I was wrong. The Island Ford unit, which is in the general vicinity of Roswell, is quite nice. I have no doubt it can feel as congested as any typical city park on a nice spring or summer day, but we were there early enough in the season that the trails weren't jammed with joggers or dog walkers. There were about half a dozen fishermen trying their luck in the river (the Chattahoochee is a trout stream, a fact that astounds me) and several families with kids ambling around. I did spot one person out on the river in a river kayak, and am told that people do tube it and canoe it with great enthusiasm in the summer. Having seen real rivers (e.g., the Saint Croix, the Buffalo), I'm not sure I'd ever want to float the Chattahoochee, but I will concede it doesn't look quite as nasty up close as it does from highway overpasses.

The Island Ford unit isn't particularly large, but it does encompass enough land to have a decent trail system – you can experience a variety of terrain as you have a choice of ambling along paralleling the river or doing some loops that have you walking up and down some fairly steep hillsides. If it's representative of the other units making up the Chattahoochee any of them should be worth a day trip. Next time I think we'll try the unit that includes what the park map notes as "paper mill ruins."
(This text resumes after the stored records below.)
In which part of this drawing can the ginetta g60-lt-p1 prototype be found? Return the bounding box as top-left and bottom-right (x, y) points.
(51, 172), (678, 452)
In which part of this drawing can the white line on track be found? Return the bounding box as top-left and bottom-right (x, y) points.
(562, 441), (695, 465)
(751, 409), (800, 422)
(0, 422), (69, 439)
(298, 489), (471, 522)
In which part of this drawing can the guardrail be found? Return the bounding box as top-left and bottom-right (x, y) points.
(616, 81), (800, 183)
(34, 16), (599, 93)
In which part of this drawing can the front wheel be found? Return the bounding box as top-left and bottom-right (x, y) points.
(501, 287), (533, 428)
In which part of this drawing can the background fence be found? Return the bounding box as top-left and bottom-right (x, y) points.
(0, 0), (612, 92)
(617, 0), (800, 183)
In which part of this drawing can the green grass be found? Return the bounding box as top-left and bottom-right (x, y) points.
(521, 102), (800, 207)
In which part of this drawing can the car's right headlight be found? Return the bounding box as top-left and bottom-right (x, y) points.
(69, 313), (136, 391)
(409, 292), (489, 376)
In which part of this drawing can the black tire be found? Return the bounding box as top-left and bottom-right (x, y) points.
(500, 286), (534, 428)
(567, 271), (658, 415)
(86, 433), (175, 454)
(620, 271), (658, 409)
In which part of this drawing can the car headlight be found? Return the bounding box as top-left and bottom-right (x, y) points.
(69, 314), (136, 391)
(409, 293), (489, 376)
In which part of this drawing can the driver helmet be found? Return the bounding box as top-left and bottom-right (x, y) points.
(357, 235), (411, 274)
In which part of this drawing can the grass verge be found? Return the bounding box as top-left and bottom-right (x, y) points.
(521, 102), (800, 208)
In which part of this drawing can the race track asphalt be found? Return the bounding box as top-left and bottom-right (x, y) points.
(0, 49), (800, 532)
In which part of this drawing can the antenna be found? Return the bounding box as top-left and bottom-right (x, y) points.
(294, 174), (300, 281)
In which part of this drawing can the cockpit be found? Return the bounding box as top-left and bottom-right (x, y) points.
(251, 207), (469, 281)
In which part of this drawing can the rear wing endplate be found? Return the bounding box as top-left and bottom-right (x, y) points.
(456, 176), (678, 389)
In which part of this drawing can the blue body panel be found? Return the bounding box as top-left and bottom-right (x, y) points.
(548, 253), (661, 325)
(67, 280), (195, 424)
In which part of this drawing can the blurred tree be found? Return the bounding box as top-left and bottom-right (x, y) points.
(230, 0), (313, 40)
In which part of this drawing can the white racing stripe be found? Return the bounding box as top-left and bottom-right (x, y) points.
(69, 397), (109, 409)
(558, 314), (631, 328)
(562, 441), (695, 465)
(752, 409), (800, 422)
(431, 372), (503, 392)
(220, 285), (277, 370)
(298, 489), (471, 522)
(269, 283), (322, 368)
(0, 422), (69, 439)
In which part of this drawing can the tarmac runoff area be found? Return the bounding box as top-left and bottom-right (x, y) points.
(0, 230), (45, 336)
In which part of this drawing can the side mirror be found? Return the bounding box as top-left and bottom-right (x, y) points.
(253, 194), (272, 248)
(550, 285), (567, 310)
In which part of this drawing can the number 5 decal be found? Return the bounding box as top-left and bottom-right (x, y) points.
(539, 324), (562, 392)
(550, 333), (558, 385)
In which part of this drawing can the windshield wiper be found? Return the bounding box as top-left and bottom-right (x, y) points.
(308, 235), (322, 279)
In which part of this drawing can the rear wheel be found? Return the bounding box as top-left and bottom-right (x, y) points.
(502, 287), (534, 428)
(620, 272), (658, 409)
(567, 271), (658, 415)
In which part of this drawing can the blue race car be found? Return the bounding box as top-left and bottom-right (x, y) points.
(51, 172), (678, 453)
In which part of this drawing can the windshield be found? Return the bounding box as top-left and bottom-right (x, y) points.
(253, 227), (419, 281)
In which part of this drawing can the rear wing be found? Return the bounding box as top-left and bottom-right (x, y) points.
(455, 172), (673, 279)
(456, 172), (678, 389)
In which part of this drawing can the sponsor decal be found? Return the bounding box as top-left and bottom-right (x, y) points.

Island Ford is home to the park's visitor center and headquarters. The building is a nice 1930s rustic log lodge built originally as a private residence. The offerings in the book store were a little thin, at least when it came to books for adults, but the kids' section was great.
The visitor use assistant/park guide/interpretive ranger/whatever they're calling the underpaid staff at the information desk was knowledgeable, but, no surprise here, a term employee who's considering leaving NPS for a job with more security. We commiserated about being torn between love of the parks and a desire for a steady paycheck. Some things never change.

1 comment:

  1. We commiserated about being torn between love of the parks and a desire for a steady paycheck. Some things never change.

    Guess I have to update this post.

    The situation is infuriating, no question.